Indian equities opened with cautious optimism Thursday, driven by hopes of a U.S. trade deal easing tariffs and renewed foreign institutional investor (FII) inflows totaling Rs 29.79 crore. However, the broader market mood contrasts sharply with the technology sector, which experienced a significant downturn mirroring global trends. The Nifty IT index plunged 6% on Wednesday, its steepest fall in six years. Key company earnings and an impending Reserve Bank of India policy decision are also on investors' radar.

Trade Deal Fuels Old Economy, Tech Reels

Indian equity benchmarks, the Nifty 50 and Sensex, are showing resilience, with Gift Nifty futures indicating a higher open Thursday. The Nifty 50 closed at 25,776.00, with a P/E ratio of 22.4. The Sensex reached 83,817.69, carrying a P/E of 23.0. This stability is partly attributed to improved investor sentiment stemming from a U.S. trade agreement that slashed tariffs on Indian goods from 50% to 18% [cite: source A]. Foreign institutional investors (FIIs) have returned as net buyers, injecting Rs 29.79 crore on Wednesday, with cumulative monthly inflows reaching Rs 2,845.27 crore, reversing earlier selling pressures [cite: News1]. Despite these positives, the market's internal dynamics reveal a stark divergence between traditionally driven sectors and technology-dependent industries.

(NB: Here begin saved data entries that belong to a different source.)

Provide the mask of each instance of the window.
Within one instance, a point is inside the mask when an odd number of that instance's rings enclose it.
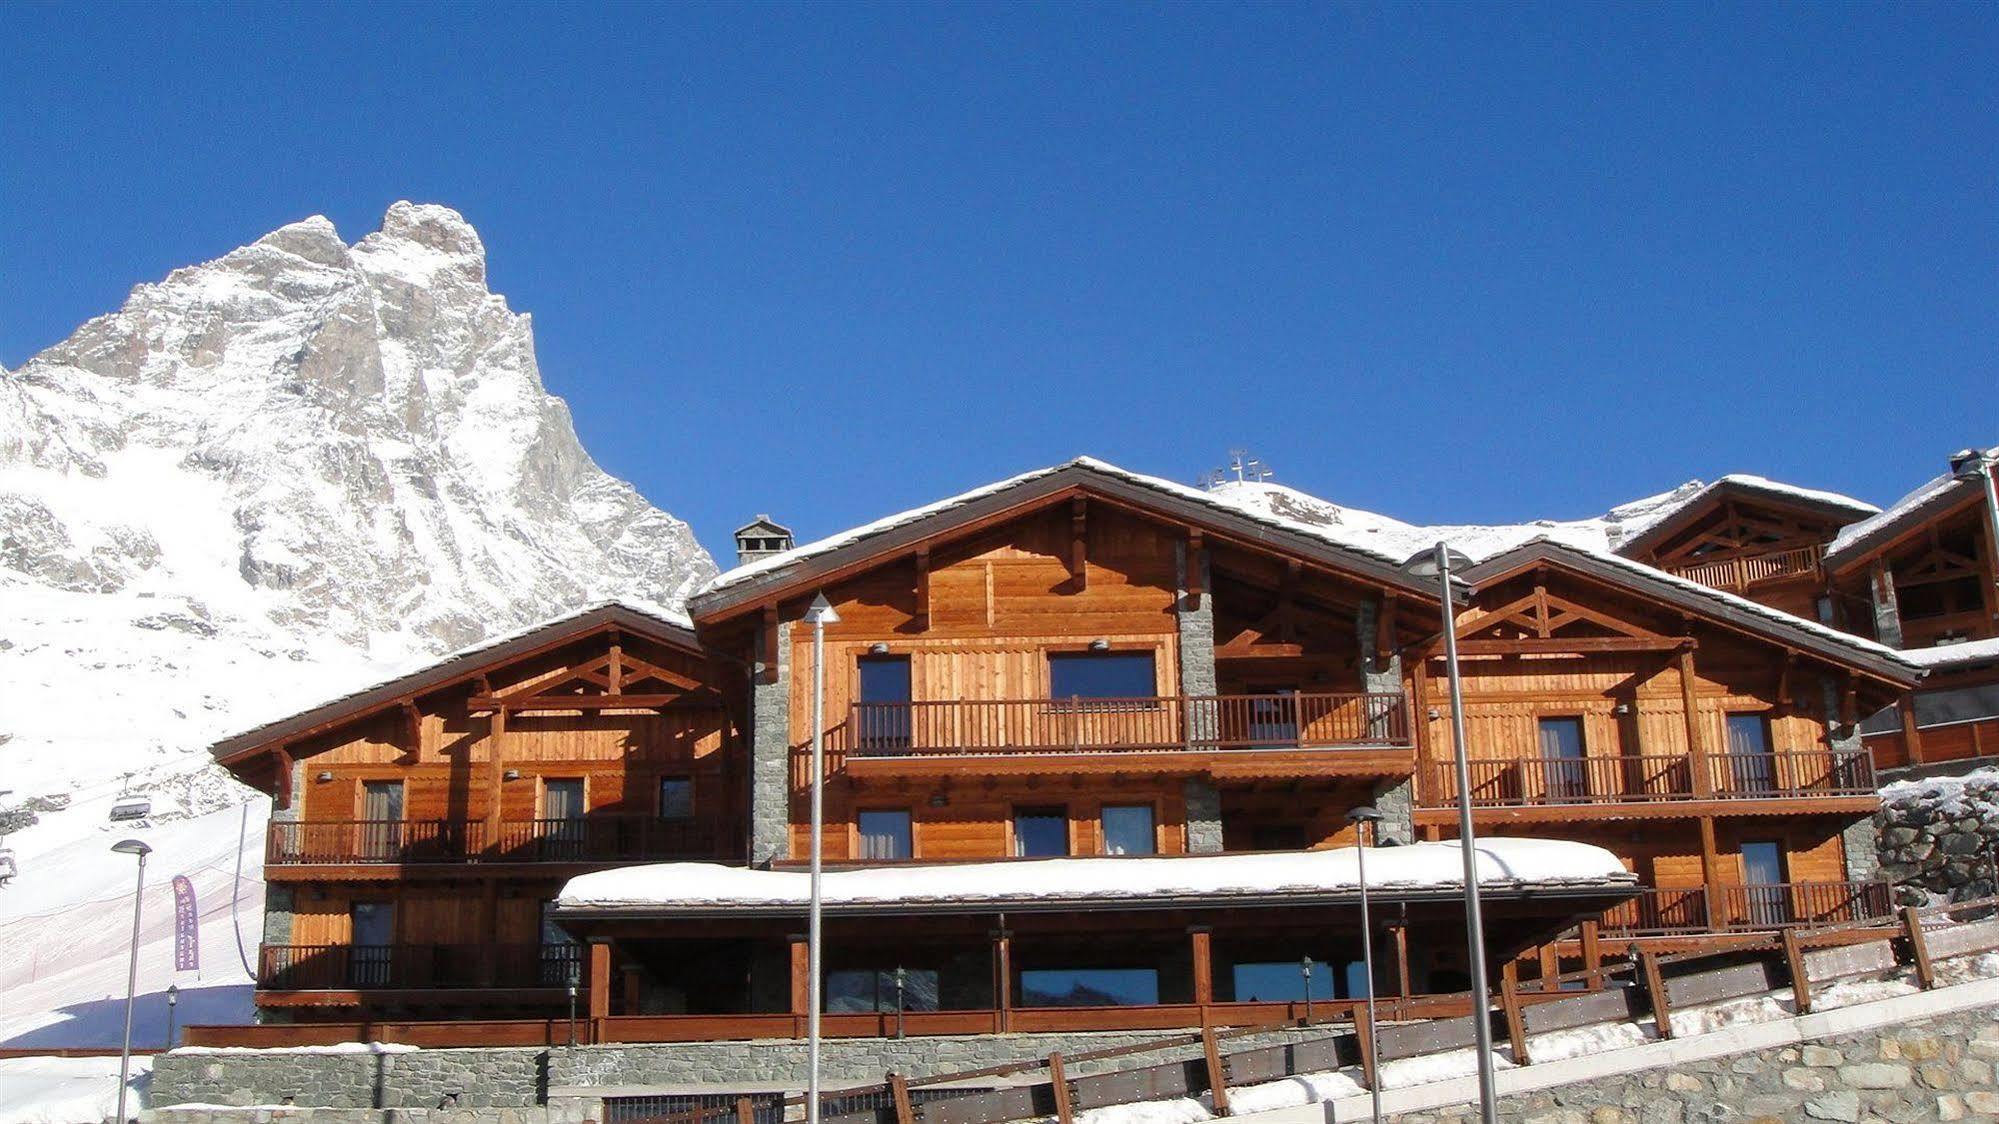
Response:
[[[539,826],[543,859],[573,862],[583,857],[583,778],[542,780]]]
[[[1130,1007],[1159,1002],[1157,968],[1037,968],[1020,974],[1023,1007]]]
[[[860,705],[854,708],[857,744],[863,749],[908,749],[909,657],[864,656],[860,674]]]
[[[1312,998],[1333,998],[1333,972],[1323,963],[1312,965]],[[1235,966],[1235,997],[1243,1003],[1301,1003],[1305,999],[1305,966],[1299,960],[1277,960]]]
[[[361,857],[394,858],[402,850],[403,782],[361,783]]]
[[[1151,652],[1050,652],[1055,699],[1150,699],[1159,693]]]
[[[1784,883],[1784,845],[1772,840],[1742,844],[1742,895],[1746,920],[1756,925],[1790,921],[1790,891]]]
[[[659,778],[659,818],[663,820],[694,818],[694,778]]]
[[[1303,851],[1311,845],[1303,824],[1260,823],[1249,829],[1252,851]]]
[[[1104,854],[1157,854],[1159,837],[1153,827],[1150,804],[1104,805]]]
[[[904,1011],[937,1010],[937,969],[845,968],[826,973],[829,1014],[894,1011],[898,999]]]
[[[860,829],[862,858],[906,859],[916,853],[910,837],[908,809],[863,811],[855,817],[855,822]]]
[[[1298,692],[1295,688],[1251,696],[1249,743],[1252,746],[1298,744]]]
[[[1728,790],[1769,792],[1777,787],[1770,755],[1770,720],[1761,714],[1728,716]]]
[[[541,782],[541,818],[580,820],[583,818],[583,779],[548,779]]]
[[[387,987],[395,968],[396,904],[355,902],[348,907],[347,982],[352,987]]]
[[[1583,764],[1583,720],[1543,718],[1541,768],[1546,774],[1548,799],[1568,803],[1589,795],[1588,766]]]
[[[1021,858],[1069,853],[1067,808],[1015,808],[1013,853]]]
[[[1343,970],[1340,973],[1340,998],[1366,999],[1369,987],[1367,962],[1365,960],[1349,960],[1341,965],[1341,967]]]
[[[555,923],[550,914],[555,912],[555,903],[541,903],[541,947],[538,973],[543,987],[567,987],[572,974],[579,978],[582,974],[582,946],[576,938]]]

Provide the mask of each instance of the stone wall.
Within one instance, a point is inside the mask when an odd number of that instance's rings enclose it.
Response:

Global Tech Rout's Echoes in India

The technology sector is facing significant headwinds, mirroring a broader global decline. Advanced Micro Devices (AMD) shares plunged 17.31% after issuing a weaker-than-expected Q1 2026 revenue forecast of approximately $9.8 billion, citing intense competition from Nvidia. Alphabet also saw its shares dip pre-earnings, only to recover partially on increased AI spending plans [cite: source A]. This global tech sell-off directly impacted India's Nifty IT index, which plummeted nearly 6% on Wednesday, its most significant single-day drop in six years [cite: News1]. The Nifty IT index, with a P/E of 25.8, has underperformed broader markets, declining 9.95% over the past 12 months compared to the Nifty 50's 8.78% gain. Major Indian IT constituents like TCS and Infosys trade at P/E ratios around 21-22, while HCL Technologies is at 25.66, and Wipro at 18.47. Historically, the Indian IT sector has shown vulnerability to slowdowns in Western economies, often experiencing sharp corrections when global demand weakens. The current downturn, driven by concerns over AI growth sustainability and high valuations, suggests a potential for continued pressure on Indian tech stocks.

Earnings and Policy - The Near-Term Catalysts

Investors are closely monitoring a packed earnings calendar. Bharti Airtel and Hero MotoCorp are set to announce their Q3 FY26 results on February 5th. Financial analysts anticipate revenue and profit after tax increases for both companies, with Hero MotoCorp also considering an interim dividend. The Reserve Bank of India's monetary policy decision is scheduled for Friday, with the central bank widely expected to maintain current interest rates unchanged [cite: source A]. These events could influence individual stock performance and broader market sentiment.

Foreign Capital's Double-Edged Sword

The return of FIIs as net buyers, albeit in modest amounts, offers some support. This buying follows a period of significant outflows earlier in the year [cite: News1]. While this indicates a potential renewed interest in Indian equities, it occurs against a backdrop of global sector-specific re-evaluations, particularly in technology. The sustainability of FII inflows will likely depend on the resolution of global tech valuation concerns and the continued strength of domestic economic drivers, balanced against geopolitical trade developments.